Isle Of Wight sextet The Bees have always been unashamedly retro in everything they do. Since arriving in 2002, they have produced summery, psychedelic pop music that could have been plundered from Woodstock. They’ve never really gained much of a following; so, on the tour to support their fourth album, they are still playing to the upstairs room of the O2 Academy. Having said that, their failure to penetrate the mainstream doesn’t seem to have dampened their spirits.
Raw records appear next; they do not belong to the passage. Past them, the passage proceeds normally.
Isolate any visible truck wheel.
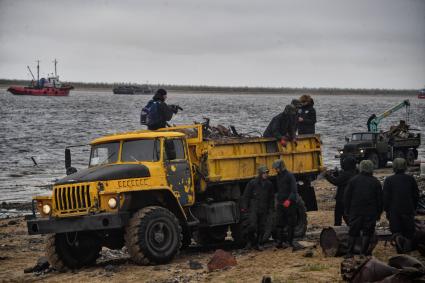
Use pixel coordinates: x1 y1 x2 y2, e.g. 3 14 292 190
366 152 379 169
406 149 416 166
125 206 183 265
197 225 229 246
46 232 101 271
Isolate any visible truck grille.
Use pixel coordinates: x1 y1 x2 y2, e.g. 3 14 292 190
53 185 92 214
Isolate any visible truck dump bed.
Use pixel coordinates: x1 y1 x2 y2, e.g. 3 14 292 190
161 124 323 184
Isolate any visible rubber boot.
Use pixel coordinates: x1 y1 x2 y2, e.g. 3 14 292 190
360 236 370 256
344 236 356 258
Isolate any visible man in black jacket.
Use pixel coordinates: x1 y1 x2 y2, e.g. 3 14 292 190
263 100 297 145
384 158 419 239
273 159 299 250
241 166 274 250
298 94 316 135
325 156 357 226
145 88 178 130
344 160 383 257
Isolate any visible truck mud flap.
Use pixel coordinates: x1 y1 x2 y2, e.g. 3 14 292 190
298 183 318 211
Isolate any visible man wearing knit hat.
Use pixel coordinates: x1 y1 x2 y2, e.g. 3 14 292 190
241 166 274 251
344 160 383 257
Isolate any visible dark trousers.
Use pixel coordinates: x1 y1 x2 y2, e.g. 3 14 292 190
276 204 298 244
389 213 415 239
247 211 268 245
334 200 348 226
348 215 376 237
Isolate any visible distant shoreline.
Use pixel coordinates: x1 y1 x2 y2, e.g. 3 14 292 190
0 79 418 95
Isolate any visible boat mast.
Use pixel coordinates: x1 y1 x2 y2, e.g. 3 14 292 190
37 60 40 83
53 59 58 77
27 66 35 81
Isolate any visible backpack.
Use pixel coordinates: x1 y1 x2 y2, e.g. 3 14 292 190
140 100 160 126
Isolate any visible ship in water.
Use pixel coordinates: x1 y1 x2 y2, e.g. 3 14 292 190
112 84 154 94
7 59 74 96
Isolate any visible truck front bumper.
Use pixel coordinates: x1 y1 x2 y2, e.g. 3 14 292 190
26 212 130 235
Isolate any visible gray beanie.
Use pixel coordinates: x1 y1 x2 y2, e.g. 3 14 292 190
359 159 375 174
393 158 407 172
257 165 269 175
272 159 286 170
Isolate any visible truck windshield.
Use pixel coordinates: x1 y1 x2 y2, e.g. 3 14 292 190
89 142 120 166
351 133 373 141
121 139 160 162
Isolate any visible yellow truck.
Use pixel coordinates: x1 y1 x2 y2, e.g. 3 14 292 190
27 124 323 270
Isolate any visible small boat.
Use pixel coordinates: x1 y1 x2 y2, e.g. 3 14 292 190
418 88 425 99
7 59 74 96
113 85 154 94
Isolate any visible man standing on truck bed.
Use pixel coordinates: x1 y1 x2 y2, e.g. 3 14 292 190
344 160 383 257
273 159 300 251
384 158 419 247
263 99 301 146
140 88 181 130
241 166 274 250
298 94 316 135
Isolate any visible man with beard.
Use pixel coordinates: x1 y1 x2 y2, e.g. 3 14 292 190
384 158 419 240
241 166 274 251
324 156 357 226
298 94 316 135
344 160 383 257
273 159 301 251
263 99 301 146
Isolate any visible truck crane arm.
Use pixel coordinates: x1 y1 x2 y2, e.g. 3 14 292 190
367 99 410 133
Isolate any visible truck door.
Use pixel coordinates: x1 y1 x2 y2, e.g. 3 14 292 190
164 138 194 206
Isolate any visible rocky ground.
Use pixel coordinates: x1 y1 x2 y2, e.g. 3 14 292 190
0 169 424 283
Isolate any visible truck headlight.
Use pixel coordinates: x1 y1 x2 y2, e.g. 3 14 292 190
108 198 117 209
42 204 52 215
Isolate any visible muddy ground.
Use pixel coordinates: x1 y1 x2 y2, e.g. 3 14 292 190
0 169 424 283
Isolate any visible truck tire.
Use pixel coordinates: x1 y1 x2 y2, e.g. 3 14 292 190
46 232 101 271
366 152 379 169
406 149 416 166
125 206 183 265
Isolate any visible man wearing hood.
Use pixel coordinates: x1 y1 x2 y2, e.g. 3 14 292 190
324 156 357 226
263 99 301 145
241 166 274 250
384 158 419 239
344 160 383 257
142 88 178 130
273 159 300 250
298 94 316 135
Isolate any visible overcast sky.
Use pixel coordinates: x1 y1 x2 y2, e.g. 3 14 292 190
0 0 425 89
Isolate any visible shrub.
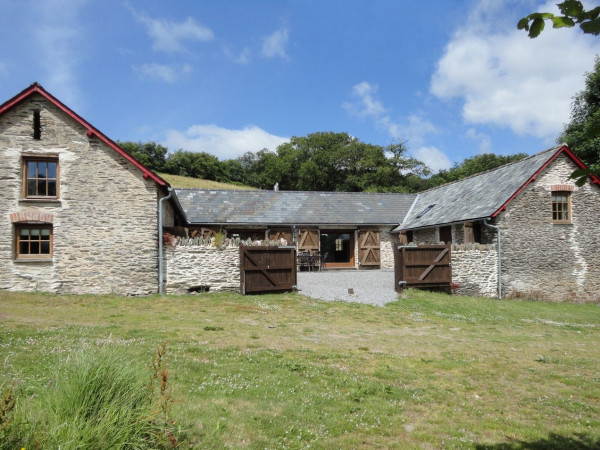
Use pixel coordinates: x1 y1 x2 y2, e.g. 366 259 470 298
1 346 177 449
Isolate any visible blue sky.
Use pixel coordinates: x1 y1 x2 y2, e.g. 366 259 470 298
0 0 600 170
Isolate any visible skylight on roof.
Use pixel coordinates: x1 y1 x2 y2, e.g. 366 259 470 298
417 203 437 219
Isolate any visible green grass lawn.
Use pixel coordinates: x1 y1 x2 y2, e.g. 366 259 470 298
0 291 600 449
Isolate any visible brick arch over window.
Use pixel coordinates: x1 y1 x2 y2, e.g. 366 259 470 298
10 211 54 223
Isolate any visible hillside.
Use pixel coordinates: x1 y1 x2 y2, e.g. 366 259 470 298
158 173 255 190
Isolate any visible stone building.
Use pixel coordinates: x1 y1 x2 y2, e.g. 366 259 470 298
0 84 600 301
175 189 416 269
395 146 600 301
0 84 174 295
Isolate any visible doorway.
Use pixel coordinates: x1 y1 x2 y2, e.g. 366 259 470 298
320 230 354 268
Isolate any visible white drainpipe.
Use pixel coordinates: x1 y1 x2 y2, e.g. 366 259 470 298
483 219 502 300
158 188 173 295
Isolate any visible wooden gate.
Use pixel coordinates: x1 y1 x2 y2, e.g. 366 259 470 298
394 245 452 292
269 228 293 245
298 229 319 255
358 229 381 267
240 246 296 294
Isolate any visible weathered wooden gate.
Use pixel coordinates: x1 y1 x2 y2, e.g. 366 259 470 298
394 244 452 292
240 246 296 294
358 228 381 267
298 229 319 255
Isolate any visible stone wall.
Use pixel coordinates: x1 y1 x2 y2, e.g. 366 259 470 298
497 155 600 302
165 245 240 294
379 228 400 269
0 94 158 295
413 227 440 245
452 244 498 297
Their songs range from extremely cheerful to full on ecstatic, with Hammond organs wailing, brass instruments parping and choruses that appear to have been copied and pasted from a time when it was sin not to wear tie dye. The bulk of the tracks tonight sound like the perkiest cuts from Love, Abbey Road era Beatles and early ELO — jaunty and throwaway, each built round a studied groove. Tracks like Wash in the Rain sounds like the Rolling Stones covering the Drifters and their biggest hit, Chicken Payback, feels like it has been lifted straight from Mamas and Papas.

This doesn’t change with any of the tracks they air from their fourth album Every Step’s A Yes; it just shows that the band haven’t really broadened their musical horizons, they’ve just plundered a different part of the sixties for their influences. Tired of Loving is the kind of track 10cc were writing at the peak of their powers, while Winter Rose has a wistful, early Pink Floyd-esque psychedelia to it.

The Bees are a perfectly capable live band, who clearly know their way around the sixties. They do, though, too often stray into tribute band territory and never produce anything that betters the musicians that inspired them. Playing homage might work for a record or two, but you can’t make a career out of it and The Bees don’t seem to have the ambition or will to try anything really innovative.